Shabtis, or Ushabtis, were little statues placed inside tombs. There could be hundreds of them: Tutankhamun had 413, Seti I had over 700, and pharaoh Taharqa had over 1000!

They were usually made to look like mummies, wrapped up with the arms crossed, but with the head and hands free.


What were shabtis made of?
  1. Shabtis were made of many different materials. The commonest was clay. Stone and wood were also used, and also faience, which is a kind of glass paste baked to go hard. Most shabtis were simple, but some, for nobles and kings, were beautifully made and painted.

In later years, shabtis were often given their own special box (see picture below)

What were shabtis for?

Egyptians believed that in the afterlife they would be called on by the gods to do work, to make their food. Mainly this was farming work. They didn't want to have to do this work, so they made shabtis to do it for them. They were inscribed with a magic spell so they would come to life. Shabti means 'answerer' - that is, they were servants who would answer the call to work.

Most shabtis are shown holding farm tools, so they can do farm work.

The magic spell

The spell comes from chapter 6 of the Book of the Dead.
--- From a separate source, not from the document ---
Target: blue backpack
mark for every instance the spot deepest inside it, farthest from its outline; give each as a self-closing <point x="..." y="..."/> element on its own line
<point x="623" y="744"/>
You can see it on the pictures above.

'O shabti, if (name of the dead person) be summoned to do any work which has to be done in the realm of the dead - to plough the fields, to irrigate the land, or to carry sand from east to west; "Here I am," you shall say, "I shall do it".'

Below is a scene from the Tomb of Sennedjem, showing him and his wife ploughing and reaping in the afterlife.


The Story of Eucrates

Do you know any stories in which magicians make objects come to life to do jobs for them? Read this ancient Greek story about an Egyptian magician, and see if it sounds familiar.
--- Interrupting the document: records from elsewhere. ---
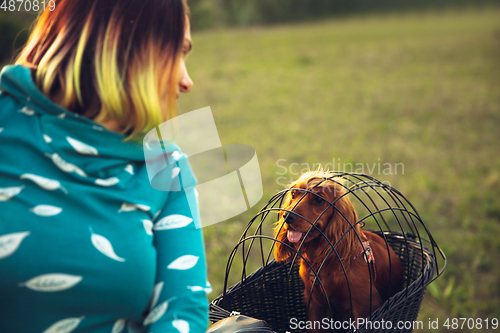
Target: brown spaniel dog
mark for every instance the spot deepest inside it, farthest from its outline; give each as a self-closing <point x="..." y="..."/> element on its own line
<point x="355" y="266"/>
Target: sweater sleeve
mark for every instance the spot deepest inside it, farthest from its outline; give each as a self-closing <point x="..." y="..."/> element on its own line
<point x="179" y="302"/>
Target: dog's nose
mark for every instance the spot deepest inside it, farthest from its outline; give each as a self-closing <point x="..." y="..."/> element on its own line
<point x="290" y="218"/>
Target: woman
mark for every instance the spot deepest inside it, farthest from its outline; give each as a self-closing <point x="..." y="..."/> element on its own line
<point x="86" y="244"/>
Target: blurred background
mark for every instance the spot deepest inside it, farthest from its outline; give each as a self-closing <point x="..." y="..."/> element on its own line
<point x="370" y="84"/>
While travelling the Nile in Egypt, the Greek Eucrates met one of the sacred scribes of Memphis. He was very wise and had spent 23 years studying in the underground sanctuaries where the goddess Isis had taught him magic. On the boat Eucrates saw the magician work miracles, riding crocodiles and controlling all the creatures of the river. Eucrates was impressed, so the magician invited him to stay with him in Memphis.

The magician had no servants and told Eucrates to dismiss his, as they would not be needed. When there was a job to be done, the magician put clothing on a door bolt, a pestle, or a broom. He said some magic words, and the object came alive did did his bidding. When the job was done, the magician said a few more words and the object went back to how it had been before.


Eucrates was eager to learn this trick, but the magician would not tell him how to do it. One day, while the magician was casting his spell, Eucrates overheard the magic word. When the magician went out, Eucrates tried out the spell and told a pestle to go and bring a vase of water. To his delight it went for the water.

But Eucrates had not learned the word to make it stop, and so it carried on fetching water. Eucrates became desperate, and cut the pestle in two. But then both halves took up vases and carried on bringing water. This went on and on, until the house was flooded. Just then the magician returned and said the word to stop the spell.

Now where have you heard - or seen - that story before?